Mr. Turner On Film – Chipping Away At The Art Biopic

With the opening of Mike Leigh’s film ‘Mr. Turner’, starring Timothy Spall as the great British painter Joseph Mallard William Turner, Artlyst turns its eye toward the art biopic. Considering the visual nature of art and film, one may think visual art a fitting topic for celluloid – or is experiencing the clichéd story arc of suffering for one’s art to become great like chipping away at a large block of marble?

Whether a great biopic or a terrible one; most fit a template based on a particular romantic cliché of a misunderstood genius, tortured by his or her need to create. The focus of all art biopics invariably rests on the character of the artist and negates any detailed summation of the art; an example of this would be the Merchant-Ivory drama ‘Surviving Picasso’ – with Anthony Hopkins’ shaved cranium shining at the camera – which tells the story of Francoise Gilot, the only lover of Pablo Picasso who was ‘strong enough to withstand his ferocious cruelty’. The focus of the film is not only on Picasso himself; but all the artworks that appear on film are in fact fictitious works; as any reproductions of Picasso’s artwork were not allowed to be used in the film – however, the estates of Henri Matisse and Georges Braque did allow their work to be represented – an art biopic without the art? One wonders what the actual point is?

Having said this; it isn’t to say that all art biopics should be conservatively documentary in nature; one cannot help but smile at films such as ‘The Agony And The Ecstasy’, and ‘Lust For Life’ – where a muscled and butch Charlton Heston stands off against a slightly camp Rex Harrison, like two gun-slinger’s in a ‘art western’, or Kirk Douglas’ portrayal of a drooling, and drawling Vincent van Gogh. Both of which are rather wide of the mark but deeply entertaining. Just as I love to chuckle at David Bowie’s portrayal of Andy Warhol, alongside Dennis Hopper in the Julian Schnabel directed bio ‘Basquiat’. Such is the director’s inability to avoid his own ego; that Schnabel has the ever-intense Garry Oldman play his part in the proceedings; where Oldman portrays Schnabel as the great and wise benefactor; the only sane voice in the film.

So sometimes the bending of the truth can lead to entertaining fare, or even farce, but surely this goes against the supposed nature of a biography? It could be argued that the truth of these artist’s lives are always subjective tales; sometimes entertaining – but also – it could be said; a little depressing on occasion. John Maybury’s film ‘Love Is the Devil: Study for a Portrait of Francis Bacon’ [gasp]; is a great film, and actually has a great performance by British thesp Derek Jacobi as the hard-boiled Francis Bacon. The biopic revolves around Bacon slowly torturing his lover, George Dyer, to death – metaphorically speaking, I think, considering the painter’s predilections – with a lisping Tilda Swinton as the dystopic Murial Belcher watching through the twisted lens of a champagne glass – yet this is also another film where the estate of the artist refused license to use images of actual paintings. A film about Francis Bacon without a Pope screaming from his entombed void hardly bares consideration?
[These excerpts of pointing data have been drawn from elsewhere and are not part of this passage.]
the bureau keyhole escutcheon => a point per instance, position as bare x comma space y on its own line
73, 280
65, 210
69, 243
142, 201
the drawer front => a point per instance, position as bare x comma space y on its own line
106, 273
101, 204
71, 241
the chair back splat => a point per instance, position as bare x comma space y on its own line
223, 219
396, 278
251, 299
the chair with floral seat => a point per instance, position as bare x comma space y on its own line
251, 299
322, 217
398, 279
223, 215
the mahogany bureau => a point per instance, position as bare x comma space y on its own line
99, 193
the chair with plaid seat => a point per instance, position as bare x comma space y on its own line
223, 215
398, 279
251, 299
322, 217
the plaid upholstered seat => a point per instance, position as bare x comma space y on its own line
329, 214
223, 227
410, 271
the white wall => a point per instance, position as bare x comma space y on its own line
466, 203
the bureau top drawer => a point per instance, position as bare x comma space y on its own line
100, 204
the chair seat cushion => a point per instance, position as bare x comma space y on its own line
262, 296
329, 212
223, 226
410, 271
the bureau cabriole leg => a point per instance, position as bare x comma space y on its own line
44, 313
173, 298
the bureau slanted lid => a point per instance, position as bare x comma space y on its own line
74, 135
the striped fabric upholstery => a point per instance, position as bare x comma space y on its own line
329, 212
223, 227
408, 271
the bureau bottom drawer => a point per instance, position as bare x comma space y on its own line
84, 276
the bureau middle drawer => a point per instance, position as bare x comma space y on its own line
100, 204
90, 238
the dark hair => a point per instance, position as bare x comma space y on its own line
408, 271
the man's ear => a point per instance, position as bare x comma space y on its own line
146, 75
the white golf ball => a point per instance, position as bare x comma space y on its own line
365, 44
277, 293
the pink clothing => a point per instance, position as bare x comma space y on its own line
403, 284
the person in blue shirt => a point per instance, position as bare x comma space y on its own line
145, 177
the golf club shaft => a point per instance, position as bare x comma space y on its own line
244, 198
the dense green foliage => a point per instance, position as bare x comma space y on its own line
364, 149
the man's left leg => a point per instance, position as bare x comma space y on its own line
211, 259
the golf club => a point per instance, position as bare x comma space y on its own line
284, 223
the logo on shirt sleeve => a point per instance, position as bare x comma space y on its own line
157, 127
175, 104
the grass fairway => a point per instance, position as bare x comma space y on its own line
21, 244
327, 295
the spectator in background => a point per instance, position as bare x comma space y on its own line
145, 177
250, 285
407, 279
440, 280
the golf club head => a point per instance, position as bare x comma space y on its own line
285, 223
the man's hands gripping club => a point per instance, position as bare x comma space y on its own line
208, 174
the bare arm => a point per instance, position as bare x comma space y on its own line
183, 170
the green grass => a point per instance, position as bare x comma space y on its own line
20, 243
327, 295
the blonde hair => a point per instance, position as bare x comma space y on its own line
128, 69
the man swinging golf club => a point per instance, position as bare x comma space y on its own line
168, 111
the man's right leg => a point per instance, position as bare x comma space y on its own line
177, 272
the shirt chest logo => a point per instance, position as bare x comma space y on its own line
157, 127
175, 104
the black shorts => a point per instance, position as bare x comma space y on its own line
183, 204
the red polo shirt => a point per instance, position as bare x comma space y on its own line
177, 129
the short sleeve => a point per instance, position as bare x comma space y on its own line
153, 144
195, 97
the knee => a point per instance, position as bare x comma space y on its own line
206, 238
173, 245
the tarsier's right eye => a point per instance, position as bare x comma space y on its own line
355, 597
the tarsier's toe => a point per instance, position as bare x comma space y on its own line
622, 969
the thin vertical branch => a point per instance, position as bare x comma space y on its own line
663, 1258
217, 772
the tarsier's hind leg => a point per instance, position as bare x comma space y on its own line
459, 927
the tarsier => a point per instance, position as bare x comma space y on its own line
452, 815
It would seem that the art biopic is always guilty of a focus that entirely rests upon the artist as protagonist, and never the art. One of the best films about the artist’s grand endeavour is Andrei Tarkovsky’s utterly compelling ‘Andrei Rublev’, the irony of which is that the film is utter fiction; as little is actually known about the medieval painter’s life. The film begins with the artist’s period of exile from his own work and ends with his return to it. The complete lack of information allowed Tarkovsky the ultimate in artistic license, resulting in a masterful work on film.

And now we have Mike Leigh’s Mr Turner, which premiered at the Venice Film Festival to rave reviews. Its subject is the great British Romantic landscape artist, Joseph Mallard William Turner, focusing on the artist’s later work which transcended Romanticism and anticipated 20th-century abstraction.

Leigh’s film focuses on the final 25 years of Turner’s life, and the consequences of ruthless self-interest; artist as the central focus will always be the heart of the art biopic given our interest in the artist as romantic figure; artist as character, as hero, the central figure is always made of flesh, and never paint.